We fail to see any basis for the argument. In the first place, both the Standards and the fact that appellant had acknowledged them had already been admitted into evidence without objection. This was the only evidence alluded to in the closing argument of the prosecutor. In the second place, one of the standards read into evidence without objection was a prohibition of engagement in sexual conduct with an inmate, the very conduct stimulating this prosecution. Objecting to this would be much the same as a reckless driving defendant’s objecting to evidence that, while driving recklessly, he had also exceeded a speed limit. To the extent the reference concerned the bar against personal communications, such preliminary interaction between appellant and an inmate was clearly, as the court ruled, part and parcel of the entire transaction, necessary both to place conduct in context and to shed light on appellant’s state of mind.

18

Appellant’s remaining argument is that the court erred in refusing to depart downward in recognition of aberrant behavior, since he was a first offender and his course of conduct constituted only one crime.
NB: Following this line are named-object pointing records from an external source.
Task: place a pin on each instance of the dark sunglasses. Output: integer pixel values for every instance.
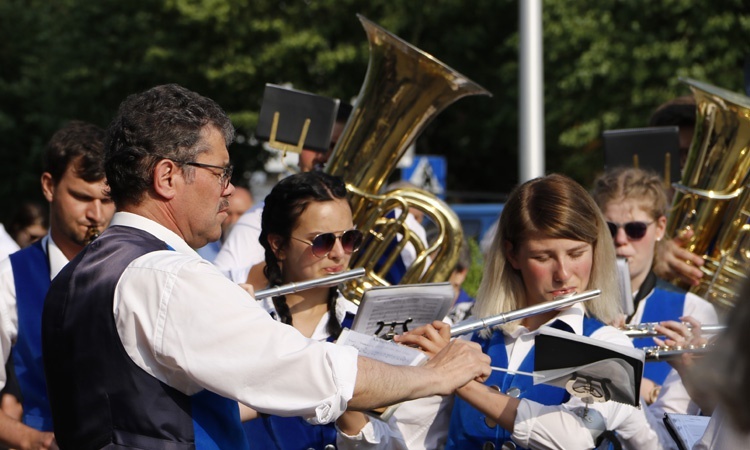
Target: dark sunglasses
(323, 243)
(634, 230)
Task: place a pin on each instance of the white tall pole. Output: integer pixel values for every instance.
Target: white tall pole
(531, 99)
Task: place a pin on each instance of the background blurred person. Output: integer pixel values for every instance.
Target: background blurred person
(672, 260)
(74, 184)
(139, 326)
(634, 203)
(463, 303)
(551, 241)
(28, 224)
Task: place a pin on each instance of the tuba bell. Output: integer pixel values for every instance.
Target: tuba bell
(713, 199)
(404, 89)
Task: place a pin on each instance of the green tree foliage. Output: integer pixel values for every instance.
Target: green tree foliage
(608, 63)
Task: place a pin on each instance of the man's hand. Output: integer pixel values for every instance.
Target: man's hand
(428, 338)
(672, 261)
(458, 361)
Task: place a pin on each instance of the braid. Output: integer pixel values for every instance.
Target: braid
(273, 274)
(333, 326)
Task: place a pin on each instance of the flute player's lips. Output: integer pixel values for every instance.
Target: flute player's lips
(563, 291)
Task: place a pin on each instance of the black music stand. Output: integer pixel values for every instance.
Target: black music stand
(291, 120)
(653, 148)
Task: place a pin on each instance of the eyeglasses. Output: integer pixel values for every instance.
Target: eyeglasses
(226, 171)
(323, 243)
(634, 230)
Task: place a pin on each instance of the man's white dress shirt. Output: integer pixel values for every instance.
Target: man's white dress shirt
(189, 326)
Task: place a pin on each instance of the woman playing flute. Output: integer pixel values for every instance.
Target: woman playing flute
(551, 241)
(308, 233)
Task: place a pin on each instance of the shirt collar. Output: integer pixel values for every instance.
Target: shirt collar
(572, 316)
(127, 219)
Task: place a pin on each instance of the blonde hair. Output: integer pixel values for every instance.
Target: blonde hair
(557, 207)
(629, 183)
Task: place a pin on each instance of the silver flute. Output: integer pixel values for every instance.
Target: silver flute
(561, 302)
(648, 329)
(663, 353)
(328, 281)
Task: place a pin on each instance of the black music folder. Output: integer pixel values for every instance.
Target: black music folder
(388, 310)
(593, 370)
(291, 109)
(653, 148)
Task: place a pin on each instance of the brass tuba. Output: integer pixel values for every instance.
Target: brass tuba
(404, 89)
(713, 199)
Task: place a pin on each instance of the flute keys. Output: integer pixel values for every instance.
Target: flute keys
(489, 422)
(513, 392)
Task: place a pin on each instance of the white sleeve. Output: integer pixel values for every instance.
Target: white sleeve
(187, 325)
(242, 250)
(8, 315)
(562, 426)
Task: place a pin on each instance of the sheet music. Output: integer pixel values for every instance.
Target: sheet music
(422, 303)
(380, 349)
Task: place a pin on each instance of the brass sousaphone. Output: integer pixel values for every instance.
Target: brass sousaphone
(713, 198)
(404, 89)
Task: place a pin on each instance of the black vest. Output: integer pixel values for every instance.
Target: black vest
(101, 398)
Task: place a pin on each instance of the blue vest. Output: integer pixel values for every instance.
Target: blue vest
(660, 305)
(287, 433)
(468, 426)
(100, 398)
(31, 278)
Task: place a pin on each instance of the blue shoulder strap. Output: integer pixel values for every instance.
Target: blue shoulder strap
(660, 305)
(31, 276)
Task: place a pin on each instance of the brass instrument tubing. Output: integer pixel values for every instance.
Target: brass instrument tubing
(665, 353)
(473, 325)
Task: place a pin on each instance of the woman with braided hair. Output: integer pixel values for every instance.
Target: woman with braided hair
(308, 233)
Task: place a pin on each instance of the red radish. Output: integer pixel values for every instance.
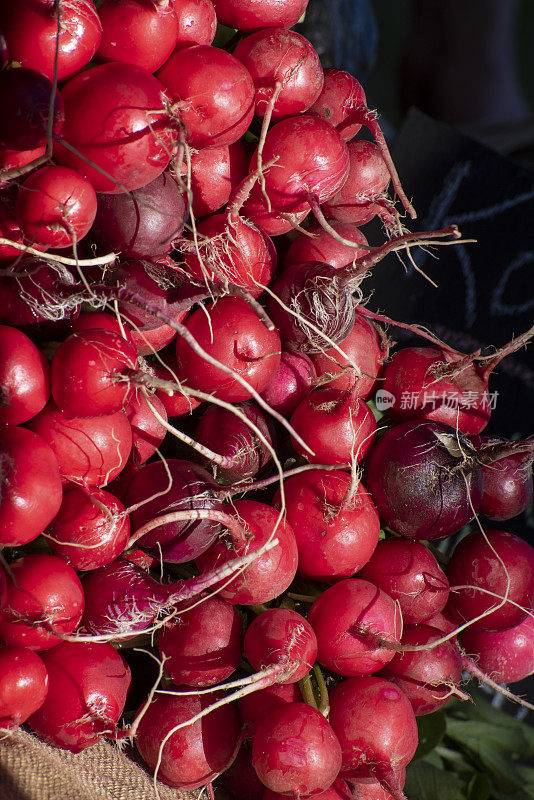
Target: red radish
(245, 16)
(30, 485)
(137, 33)
(23, 685)
(56, 207)
(44, 597)
(350, 620)
(502, 566)
(242, 453)
(26, 98)
(31, 31)
(365, 346)
(271, 573)
(90, 529)
(148, 431)
(232, 333)
(295, 751)
(281, 637)
(89, 373)
(445, 483)
(89, 451)
(311, 160)
(197, 22)
(376, 727)
(505, 656)
(231, 250)
(163, 488)
(338, 427)
(24, 377)
(210, 118)
(278, 55)
(215, 173)
(117, 133)
(410, 574)
(322, 246)
(86, 696)
(428, 678)
(143, 223)
(204, 646)
(196, 753)
(336, 526)
(290, 383)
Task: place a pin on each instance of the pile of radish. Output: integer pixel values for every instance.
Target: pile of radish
(191, 459)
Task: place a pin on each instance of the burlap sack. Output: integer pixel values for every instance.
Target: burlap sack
(32, 770)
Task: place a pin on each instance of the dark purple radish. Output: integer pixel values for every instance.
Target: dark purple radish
(410, 574)
(504, 656)
(364, 352)
(143, 223)
(352, 621)
(428, 677)
(295, 751)
(424, 480)
(86, 695)
(336, 524)
(322, 246)
(508, 489)
(203, 646)
(337, 426)
(242, 454)
(291, 382)
(491, 570)
(158, 490)
(26, 97)
(311, 161)
(377, 730)
(195, 753)
(23, 685)
(269, 575)
(280, 56)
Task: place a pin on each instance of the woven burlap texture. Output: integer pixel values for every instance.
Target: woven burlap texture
(32, 770)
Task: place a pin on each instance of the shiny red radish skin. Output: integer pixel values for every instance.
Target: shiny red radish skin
(377, 730)
(333, 542)
(278, 55)
(245, 16)
(271, 573)
(231, 332)
(350, 619)
(311, 160)
(503, 562)
(23, 685)
(409, 573)
(203, 646)
(24, 377)
(337, 426)
(115, 119)
(31, 30)
(90, 529)
(90, 451)
(87, 373)
(212, 117)
(44, 596)
(295, 751)
(281, 637)
(505, 656)
(56, 207)
(422, 480)
(87, 692)
(428, 678)
(137, 32)
(30, 487)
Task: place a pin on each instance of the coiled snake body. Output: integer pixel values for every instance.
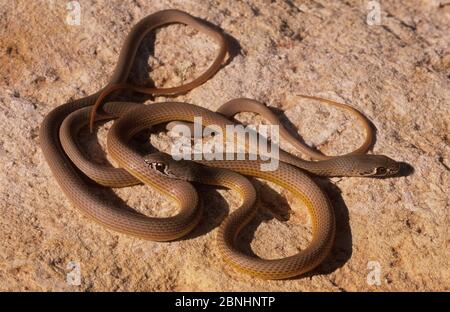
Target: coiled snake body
(172, 177)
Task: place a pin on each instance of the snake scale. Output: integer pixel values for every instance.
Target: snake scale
(60, 127)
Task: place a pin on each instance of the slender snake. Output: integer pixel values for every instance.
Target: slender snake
(60, 127)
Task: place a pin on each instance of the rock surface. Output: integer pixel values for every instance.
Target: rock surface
(392, 234)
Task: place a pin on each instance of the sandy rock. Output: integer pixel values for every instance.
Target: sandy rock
(392, 234)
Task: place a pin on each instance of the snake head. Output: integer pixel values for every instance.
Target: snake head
(164, 164)
(374, 166)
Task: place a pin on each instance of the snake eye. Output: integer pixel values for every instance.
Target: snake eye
(160, 167)
(381, 171)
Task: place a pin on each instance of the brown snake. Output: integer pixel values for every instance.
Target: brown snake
(171, 177)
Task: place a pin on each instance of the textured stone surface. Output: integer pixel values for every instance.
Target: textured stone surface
(397, 73)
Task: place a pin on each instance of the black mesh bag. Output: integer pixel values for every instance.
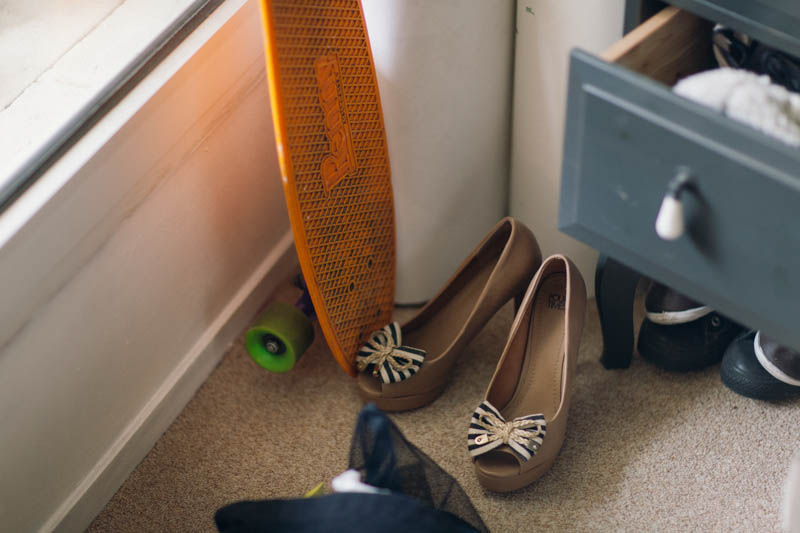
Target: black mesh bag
(387, 460)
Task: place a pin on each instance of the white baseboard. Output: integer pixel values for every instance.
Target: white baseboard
(138, 438)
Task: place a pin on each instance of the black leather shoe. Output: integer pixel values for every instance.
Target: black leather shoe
(668, 307)
(690, 346)
(742, 373)
(780, 361)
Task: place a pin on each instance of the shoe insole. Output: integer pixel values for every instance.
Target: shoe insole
(539, 386)
(442, 327)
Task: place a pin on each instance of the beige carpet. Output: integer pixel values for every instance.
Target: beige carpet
(645, 450)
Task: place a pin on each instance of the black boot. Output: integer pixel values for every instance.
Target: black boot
(742, 372)
(680, 334)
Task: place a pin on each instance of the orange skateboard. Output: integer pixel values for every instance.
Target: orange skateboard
(335, 168)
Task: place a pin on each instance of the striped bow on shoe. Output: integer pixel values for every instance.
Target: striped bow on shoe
(488, 430)
(387, 358)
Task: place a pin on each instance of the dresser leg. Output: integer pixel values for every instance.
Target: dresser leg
(615, 287)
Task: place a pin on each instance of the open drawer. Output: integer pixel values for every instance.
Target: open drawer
(626, 138)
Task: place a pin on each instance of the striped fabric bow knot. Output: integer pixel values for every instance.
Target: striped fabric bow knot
(488, 430)
(388, 359)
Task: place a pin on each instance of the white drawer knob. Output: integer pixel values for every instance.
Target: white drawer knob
(670, 223)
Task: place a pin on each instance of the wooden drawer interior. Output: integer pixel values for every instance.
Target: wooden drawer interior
(667, 47)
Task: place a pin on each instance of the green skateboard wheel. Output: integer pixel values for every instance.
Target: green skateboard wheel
(279, 337)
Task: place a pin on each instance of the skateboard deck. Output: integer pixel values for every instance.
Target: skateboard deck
(334, 164)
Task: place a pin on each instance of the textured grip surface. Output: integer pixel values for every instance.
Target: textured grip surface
(335, 166)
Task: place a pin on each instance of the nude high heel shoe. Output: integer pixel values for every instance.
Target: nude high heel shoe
(408, 367)
(516, 433)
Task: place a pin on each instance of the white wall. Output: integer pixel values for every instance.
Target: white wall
(546, 31)
(175, 231)
(444, 72)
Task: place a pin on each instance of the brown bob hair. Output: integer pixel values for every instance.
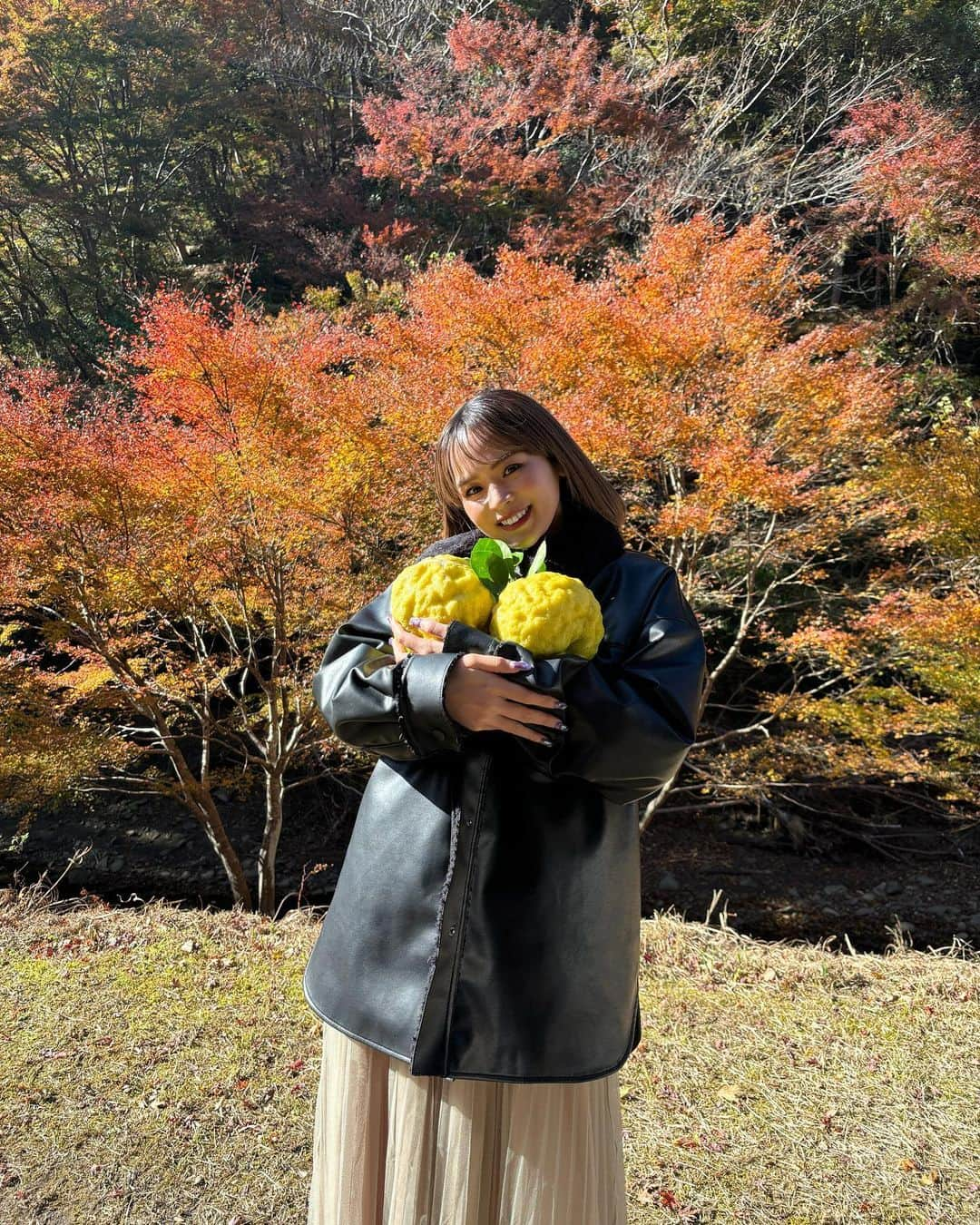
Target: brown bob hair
(497, 416)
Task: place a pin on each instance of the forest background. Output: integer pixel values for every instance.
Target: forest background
(252, 255)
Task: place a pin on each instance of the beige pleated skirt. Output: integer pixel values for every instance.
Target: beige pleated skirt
(391, 1148)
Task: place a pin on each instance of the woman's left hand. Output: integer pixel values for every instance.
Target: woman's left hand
(406, 643)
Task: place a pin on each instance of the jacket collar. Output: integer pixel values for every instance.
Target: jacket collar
(583, 543)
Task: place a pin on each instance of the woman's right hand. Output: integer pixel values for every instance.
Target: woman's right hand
(479, 696)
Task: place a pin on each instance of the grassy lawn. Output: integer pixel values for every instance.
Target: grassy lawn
(161, 1064)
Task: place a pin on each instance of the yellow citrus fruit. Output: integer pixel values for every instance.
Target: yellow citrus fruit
(549, 614)
(443, 587)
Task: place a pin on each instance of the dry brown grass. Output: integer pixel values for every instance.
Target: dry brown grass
(161, 1064)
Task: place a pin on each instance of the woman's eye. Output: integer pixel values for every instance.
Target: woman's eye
(506, 469)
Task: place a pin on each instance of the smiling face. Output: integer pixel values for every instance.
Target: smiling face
(499, 484)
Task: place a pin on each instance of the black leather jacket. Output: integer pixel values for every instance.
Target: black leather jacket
(485, 923)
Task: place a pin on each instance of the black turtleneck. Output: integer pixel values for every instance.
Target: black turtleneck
(581, 545)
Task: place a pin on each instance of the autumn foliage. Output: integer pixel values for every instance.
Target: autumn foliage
(189, 541)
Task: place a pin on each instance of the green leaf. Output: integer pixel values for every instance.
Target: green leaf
(495, 564)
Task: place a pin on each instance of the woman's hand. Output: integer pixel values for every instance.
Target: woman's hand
(478, 693)
(403, 639)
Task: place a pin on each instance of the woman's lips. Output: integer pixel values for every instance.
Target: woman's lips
(520, 524)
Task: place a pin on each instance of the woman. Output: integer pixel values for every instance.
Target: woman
(476, 970)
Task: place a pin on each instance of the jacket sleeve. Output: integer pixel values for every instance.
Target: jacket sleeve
(631, 720)
(391, 710)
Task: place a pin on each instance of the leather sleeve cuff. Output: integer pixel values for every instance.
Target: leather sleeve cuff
(422, 712)
(462, 637)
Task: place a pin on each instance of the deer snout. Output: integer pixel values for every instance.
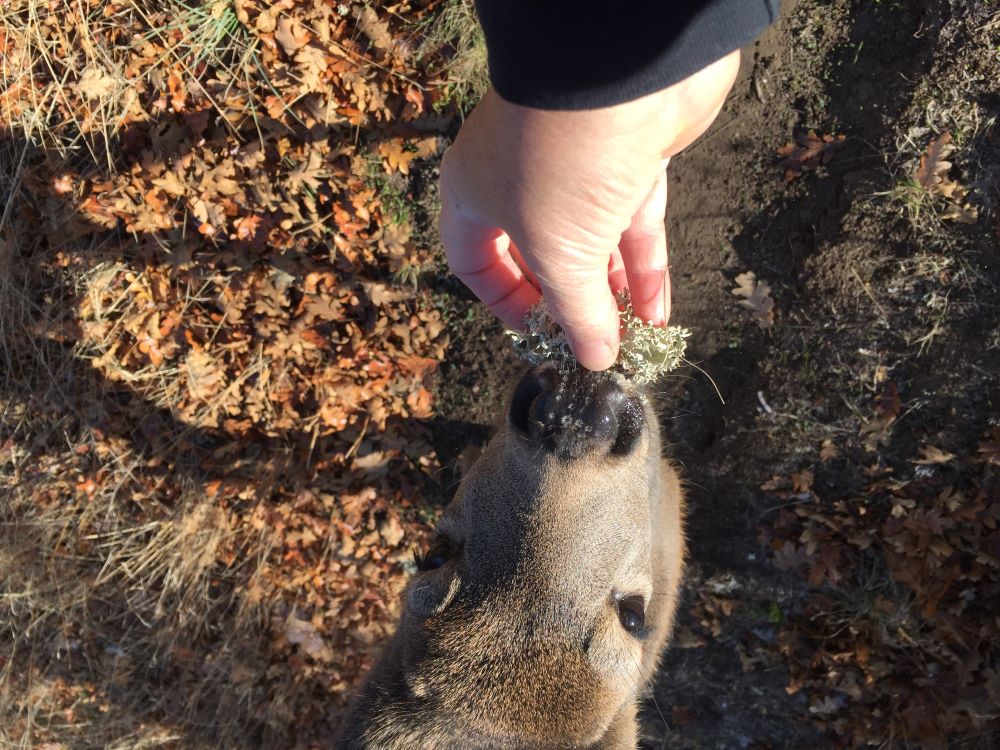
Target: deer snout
(574, 413)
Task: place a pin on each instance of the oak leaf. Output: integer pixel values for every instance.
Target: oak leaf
(808, 152)
(756, 298)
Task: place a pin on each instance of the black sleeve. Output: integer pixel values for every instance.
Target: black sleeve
(580, 54)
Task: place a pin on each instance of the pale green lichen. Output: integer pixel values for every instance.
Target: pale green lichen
(646, 352)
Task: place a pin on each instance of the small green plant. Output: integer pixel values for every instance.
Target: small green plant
(646, 352)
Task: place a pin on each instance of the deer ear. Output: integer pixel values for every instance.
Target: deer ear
(429, 597)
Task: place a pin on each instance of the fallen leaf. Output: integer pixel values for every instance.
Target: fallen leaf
(95, 83)
(808, 152)
(373, 27)
(932, 176)
(290, 34)
(304, 633)
(828, 451)
(929, 454)
(933, 166)
(756, 298)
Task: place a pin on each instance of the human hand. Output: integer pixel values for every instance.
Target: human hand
(571, 204)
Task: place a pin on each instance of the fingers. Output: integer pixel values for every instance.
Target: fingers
(481, 257)
(586, 309)
(617, 277)
(643, 249)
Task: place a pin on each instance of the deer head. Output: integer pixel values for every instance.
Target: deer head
(539, 613)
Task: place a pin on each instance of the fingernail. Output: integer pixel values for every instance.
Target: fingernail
(595, 355)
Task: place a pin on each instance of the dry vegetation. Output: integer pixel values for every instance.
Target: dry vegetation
(211, 448)
(217, 359)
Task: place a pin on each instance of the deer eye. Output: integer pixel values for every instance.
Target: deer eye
(438, 554)
(632, 614)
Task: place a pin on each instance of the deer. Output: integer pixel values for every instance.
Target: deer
(538, 615)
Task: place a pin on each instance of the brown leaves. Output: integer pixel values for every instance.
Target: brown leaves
(808, 152)
(933, 176)
(756, 297)
(922, 551)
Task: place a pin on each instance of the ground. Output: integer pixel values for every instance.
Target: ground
(195, 556)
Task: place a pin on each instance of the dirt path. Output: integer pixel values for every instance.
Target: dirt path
(870, 300)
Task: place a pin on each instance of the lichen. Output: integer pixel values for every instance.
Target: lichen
(646, 352)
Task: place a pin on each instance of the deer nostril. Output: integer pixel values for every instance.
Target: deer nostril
(523, 406)
(631, 418)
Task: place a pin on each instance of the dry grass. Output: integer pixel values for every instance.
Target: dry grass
(118, 623)
(68, 70)
(457, 30)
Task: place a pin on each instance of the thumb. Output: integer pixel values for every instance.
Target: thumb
(586, 310)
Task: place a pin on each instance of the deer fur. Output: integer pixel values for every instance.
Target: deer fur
(515, 641)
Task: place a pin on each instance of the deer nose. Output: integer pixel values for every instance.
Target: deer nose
(574, 413)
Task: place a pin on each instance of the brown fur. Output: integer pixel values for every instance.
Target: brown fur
(515, 642)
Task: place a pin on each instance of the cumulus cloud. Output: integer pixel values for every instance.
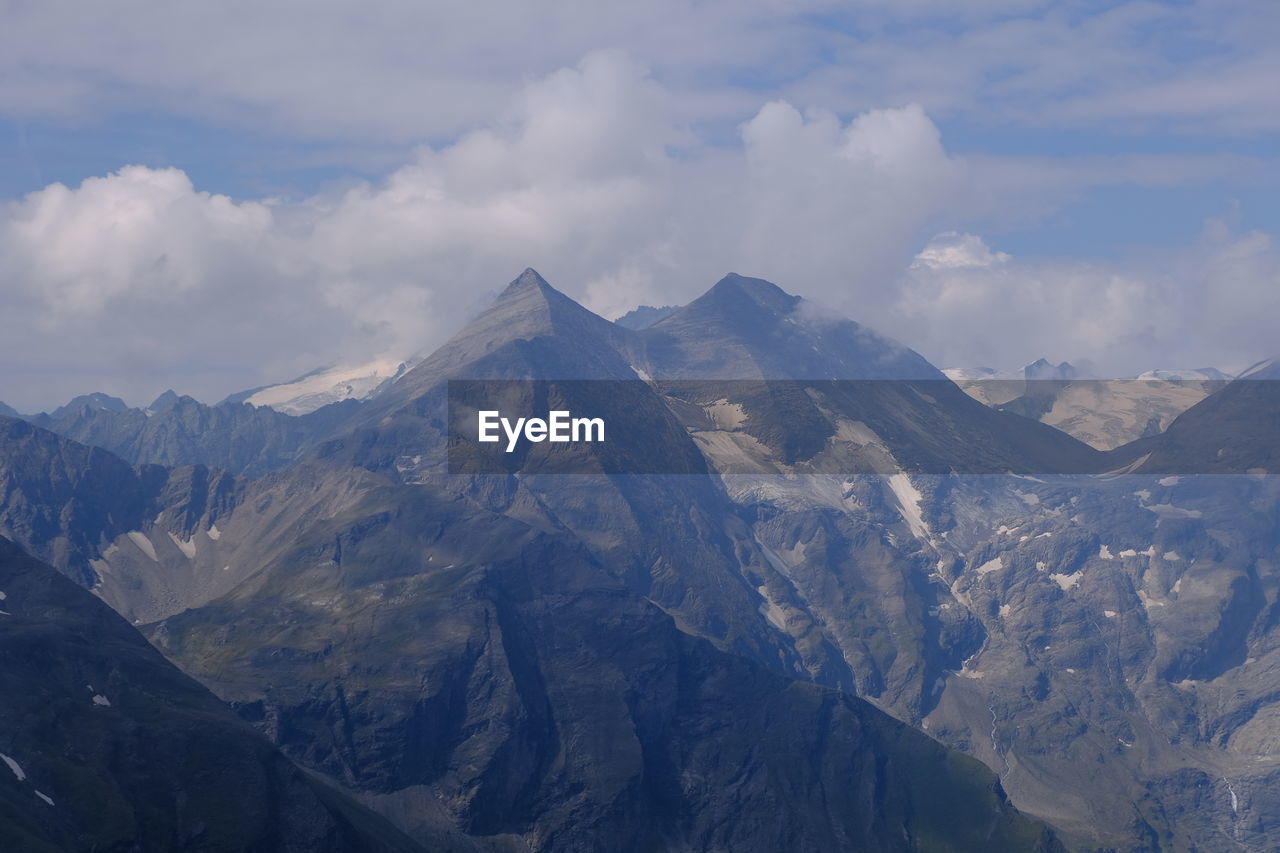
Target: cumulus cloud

See United States v. Grandmaison, 77 F.3d 555, 560-61 (lst Cir. 1996). If the court’s refusal was in the exercise of its discretion, we have no jurisdiction. See United States v. Aker, 181 F.3d 167, 173 (lst Cir. 1999).

19

In this case the court said it was not “inclined to depart,” reflecting that appellant’s conduct was “planned, was done for a certain amount of time,” and constituted an abuse of authority over a person in a vulnerable position. It also noted the absence of any sign of remorse or repentance.

20

Appellant’s argument rests on the proposition that the court’s decision was based on an erroneous view of the law. It was not. Although we have taken the position in Grandmaison that aberrant behavior is not limited to spontaneous or thoughtless acts, see 77 F.3d at 563, we noted that spontaneity and thoughtlessness are among the factors to be considered in assessing the totality of circumstances. So, we add, are their absence. The court properly considered the deliberateness and duration of appellant’s conduct, particularly in a position of grossly unbalanced power as between a corrections officer and an inmate.

21

The court’s decision being an exercise of discretion within its authority, we are powerless to review.

22

The judgment is therefore AFFIRMED.

NOTE:

1

Since 1993, Fed. R. Crim. P. 16(a)(1)(E) has read in part:

(E) Expert Witnesses. At the defendant’s request, the government shall disclose to the defendant a written summary of testimony that the government intends to use under Rules 702, 703, or 705 of the Federal Rules of Evidence during its case-in-chief at trial.